The I copied gpiopps.dtbo on the sdcard into /boot/dtb/overlays/
I've added fdt_overlays="gpiopps.dtbo" and gpiopps_load=YES to /boot/loader.conf
Boot the board (orangepi one in my case) :
# dmesg | grep gpiopps
gpiopps0: <GPIO PPS> on ofwbus0
gpiopps0: PPS input on gpio0 pin 20

Toggle the pin a few times, then :
$ vmstat -i | grep gpio
gic0,s11: gpio0                                           5          0
gpio0,pa_eint20:-s0                                       5          0

So interrupts are correcly arriving into the controller (and probably into gpiopps).
Note that when a pin is into interrupts mode on Allwinner you can't see it's state with gpioctl, that's how the hardware is designed.
This is using PA20 as it's easy enough to access on this board, if you want to sue PG11 replace the gpios property in the dtso by :
gpios = <&pio 6 11 0>; /* PG11 */
That's bank number 6, pin 11 in this bank.

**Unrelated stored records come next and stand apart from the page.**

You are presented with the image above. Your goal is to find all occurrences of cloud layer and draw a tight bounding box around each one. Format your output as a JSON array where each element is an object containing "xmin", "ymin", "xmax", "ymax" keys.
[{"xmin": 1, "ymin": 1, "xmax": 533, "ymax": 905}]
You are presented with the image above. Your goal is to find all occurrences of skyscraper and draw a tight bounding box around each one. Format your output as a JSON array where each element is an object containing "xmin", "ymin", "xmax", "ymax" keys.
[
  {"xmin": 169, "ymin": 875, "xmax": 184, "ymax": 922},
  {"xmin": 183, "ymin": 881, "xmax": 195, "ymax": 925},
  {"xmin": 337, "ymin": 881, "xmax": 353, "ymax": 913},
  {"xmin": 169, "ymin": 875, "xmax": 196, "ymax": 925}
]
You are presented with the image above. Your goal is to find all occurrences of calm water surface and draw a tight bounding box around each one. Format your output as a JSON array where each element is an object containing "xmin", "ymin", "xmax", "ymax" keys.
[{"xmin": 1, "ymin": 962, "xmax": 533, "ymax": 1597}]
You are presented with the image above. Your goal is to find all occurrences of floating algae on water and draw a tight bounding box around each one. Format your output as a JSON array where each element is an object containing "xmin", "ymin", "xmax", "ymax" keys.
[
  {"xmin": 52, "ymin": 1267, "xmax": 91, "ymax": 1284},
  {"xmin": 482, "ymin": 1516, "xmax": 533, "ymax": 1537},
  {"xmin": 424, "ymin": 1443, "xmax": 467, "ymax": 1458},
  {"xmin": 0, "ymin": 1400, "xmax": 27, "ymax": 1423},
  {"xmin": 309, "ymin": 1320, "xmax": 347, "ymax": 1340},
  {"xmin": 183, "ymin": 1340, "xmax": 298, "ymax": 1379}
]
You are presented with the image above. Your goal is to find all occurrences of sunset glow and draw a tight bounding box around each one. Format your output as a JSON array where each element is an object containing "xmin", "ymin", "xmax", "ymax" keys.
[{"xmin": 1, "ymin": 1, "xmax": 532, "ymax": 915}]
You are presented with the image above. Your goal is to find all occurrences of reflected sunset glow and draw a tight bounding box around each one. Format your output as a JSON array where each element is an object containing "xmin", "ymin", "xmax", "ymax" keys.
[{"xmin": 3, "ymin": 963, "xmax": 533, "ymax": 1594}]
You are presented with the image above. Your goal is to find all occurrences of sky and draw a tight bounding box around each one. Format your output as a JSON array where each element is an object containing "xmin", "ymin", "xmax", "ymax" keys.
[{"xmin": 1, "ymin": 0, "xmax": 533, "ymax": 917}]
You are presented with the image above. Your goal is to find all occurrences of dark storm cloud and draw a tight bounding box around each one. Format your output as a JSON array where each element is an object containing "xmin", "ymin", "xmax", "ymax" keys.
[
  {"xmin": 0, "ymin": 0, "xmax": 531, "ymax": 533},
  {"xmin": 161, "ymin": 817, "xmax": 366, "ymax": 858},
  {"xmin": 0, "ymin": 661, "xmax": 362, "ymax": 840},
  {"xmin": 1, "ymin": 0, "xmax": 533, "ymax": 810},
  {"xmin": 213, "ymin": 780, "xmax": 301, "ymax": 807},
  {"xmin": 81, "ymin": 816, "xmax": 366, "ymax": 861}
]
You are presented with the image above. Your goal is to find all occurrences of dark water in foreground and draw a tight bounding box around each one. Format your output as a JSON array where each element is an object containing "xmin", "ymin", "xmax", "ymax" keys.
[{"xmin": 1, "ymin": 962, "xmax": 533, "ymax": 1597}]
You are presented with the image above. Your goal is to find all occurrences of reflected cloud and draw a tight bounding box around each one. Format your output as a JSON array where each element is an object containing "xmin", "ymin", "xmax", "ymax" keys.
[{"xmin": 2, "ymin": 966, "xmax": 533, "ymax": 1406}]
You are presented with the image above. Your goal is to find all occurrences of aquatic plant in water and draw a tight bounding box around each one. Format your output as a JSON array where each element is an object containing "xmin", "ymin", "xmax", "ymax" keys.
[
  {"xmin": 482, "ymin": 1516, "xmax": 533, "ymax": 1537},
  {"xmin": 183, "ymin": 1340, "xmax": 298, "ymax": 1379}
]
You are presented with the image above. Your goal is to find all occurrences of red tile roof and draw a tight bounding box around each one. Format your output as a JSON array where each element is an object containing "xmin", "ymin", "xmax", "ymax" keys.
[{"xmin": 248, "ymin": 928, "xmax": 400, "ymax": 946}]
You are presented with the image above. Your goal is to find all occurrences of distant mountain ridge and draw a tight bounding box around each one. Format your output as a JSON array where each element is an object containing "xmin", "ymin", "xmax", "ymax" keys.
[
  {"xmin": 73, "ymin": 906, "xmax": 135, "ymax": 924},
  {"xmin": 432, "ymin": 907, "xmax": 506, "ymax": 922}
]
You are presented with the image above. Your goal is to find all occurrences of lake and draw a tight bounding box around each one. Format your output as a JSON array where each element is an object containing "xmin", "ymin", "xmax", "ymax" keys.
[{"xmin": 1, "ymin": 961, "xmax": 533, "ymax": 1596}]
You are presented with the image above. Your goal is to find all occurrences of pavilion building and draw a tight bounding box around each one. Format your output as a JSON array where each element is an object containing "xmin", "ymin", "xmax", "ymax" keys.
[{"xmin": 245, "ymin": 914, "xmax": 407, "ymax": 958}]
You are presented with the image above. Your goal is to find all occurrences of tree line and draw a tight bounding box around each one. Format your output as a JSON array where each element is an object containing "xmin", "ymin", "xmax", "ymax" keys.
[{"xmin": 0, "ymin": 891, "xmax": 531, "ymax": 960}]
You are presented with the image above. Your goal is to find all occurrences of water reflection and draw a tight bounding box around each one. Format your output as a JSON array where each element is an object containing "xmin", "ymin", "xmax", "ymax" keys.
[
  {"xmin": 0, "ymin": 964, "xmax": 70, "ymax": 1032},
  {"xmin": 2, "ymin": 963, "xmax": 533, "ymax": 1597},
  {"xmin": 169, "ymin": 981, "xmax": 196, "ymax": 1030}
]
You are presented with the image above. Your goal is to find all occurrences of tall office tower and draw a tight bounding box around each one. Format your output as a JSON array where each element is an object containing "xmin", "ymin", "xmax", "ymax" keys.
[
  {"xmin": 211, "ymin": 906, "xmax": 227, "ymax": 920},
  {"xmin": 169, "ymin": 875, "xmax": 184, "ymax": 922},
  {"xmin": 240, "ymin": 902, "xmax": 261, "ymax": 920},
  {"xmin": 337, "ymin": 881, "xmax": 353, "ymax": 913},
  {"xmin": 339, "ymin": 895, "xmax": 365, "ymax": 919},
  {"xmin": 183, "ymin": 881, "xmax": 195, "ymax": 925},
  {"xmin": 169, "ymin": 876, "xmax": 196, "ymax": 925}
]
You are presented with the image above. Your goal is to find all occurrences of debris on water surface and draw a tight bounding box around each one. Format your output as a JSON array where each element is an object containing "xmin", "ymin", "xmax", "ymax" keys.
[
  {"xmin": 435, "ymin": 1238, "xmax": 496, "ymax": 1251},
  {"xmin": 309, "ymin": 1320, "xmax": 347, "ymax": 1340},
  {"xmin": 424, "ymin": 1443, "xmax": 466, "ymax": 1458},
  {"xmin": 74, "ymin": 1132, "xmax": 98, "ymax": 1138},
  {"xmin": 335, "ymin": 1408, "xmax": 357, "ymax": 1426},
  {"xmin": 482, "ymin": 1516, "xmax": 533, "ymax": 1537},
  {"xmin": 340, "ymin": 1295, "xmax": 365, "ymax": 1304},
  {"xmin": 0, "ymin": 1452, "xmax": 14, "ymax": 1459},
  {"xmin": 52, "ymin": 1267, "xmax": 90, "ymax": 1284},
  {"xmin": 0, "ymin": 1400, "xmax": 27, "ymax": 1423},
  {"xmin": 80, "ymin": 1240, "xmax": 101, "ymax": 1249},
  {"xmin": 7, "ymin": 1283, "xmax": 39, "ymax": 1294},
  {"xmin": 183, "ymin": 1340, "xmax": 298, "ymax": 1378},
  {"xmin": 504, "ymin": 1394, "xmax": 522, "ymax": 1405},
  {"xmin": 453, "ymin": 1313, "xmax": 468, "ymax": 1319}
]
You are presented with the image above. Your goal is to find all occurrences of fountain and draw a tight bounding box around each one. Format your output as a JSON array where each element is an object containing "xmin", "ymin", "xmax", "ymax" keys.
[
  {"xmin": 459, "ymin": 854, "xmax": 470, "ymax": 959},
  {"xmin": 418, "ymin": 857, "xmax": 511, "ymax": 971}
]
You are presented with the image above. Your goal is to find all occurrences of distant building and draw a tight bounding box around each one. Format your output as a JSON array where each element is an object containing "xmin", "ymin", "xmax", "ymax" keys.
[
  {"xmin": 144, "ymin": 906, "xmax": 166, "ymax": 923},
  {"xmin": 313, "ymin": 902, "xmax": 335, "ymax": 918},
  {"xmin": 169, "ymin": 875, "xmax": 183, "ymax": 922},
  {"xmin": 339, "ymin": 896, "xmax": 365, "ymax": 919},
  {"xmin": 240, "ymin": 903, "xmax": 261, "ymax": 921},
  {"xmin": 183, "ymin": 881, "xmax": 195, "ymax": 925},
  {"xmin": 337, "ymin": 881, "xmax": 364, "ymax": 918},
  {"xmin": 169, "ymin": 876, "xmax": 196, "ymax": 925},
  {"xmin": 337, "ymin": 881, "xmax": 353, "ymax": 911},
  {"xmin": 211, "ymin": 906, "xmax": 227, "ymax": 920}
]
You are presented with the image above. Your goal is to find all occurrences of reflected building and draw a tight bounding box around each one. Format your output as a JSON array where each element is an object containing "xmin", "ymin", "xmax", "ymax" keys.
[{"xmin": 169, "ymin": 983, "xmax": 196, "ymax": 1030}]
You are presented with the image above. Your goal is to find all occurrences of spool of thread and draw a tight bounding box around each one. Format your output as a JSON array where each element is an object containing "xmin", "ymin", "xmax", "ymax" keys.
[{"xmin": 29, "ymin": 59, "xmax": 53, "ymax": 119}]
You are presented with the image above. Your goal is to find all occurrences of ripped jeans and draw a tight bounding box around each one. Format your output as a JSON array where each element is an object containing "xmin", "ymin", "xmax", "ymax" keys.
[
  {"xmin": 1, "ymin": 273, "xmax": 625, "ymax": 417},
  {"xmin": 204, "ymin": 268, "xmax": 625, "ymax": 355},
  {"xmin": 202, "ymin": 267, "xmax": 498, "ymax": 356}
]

Let me know if that helps you.


----------



## unitrunker (Apr 11, 2020)

I know even less of device trees.

I was thinking you could set a timer to trigger a periodic interrupt. Your interrupt code could sample the gpio pin. This isn't as good as an edge triggered interrupt but is meant as a workaround.


----------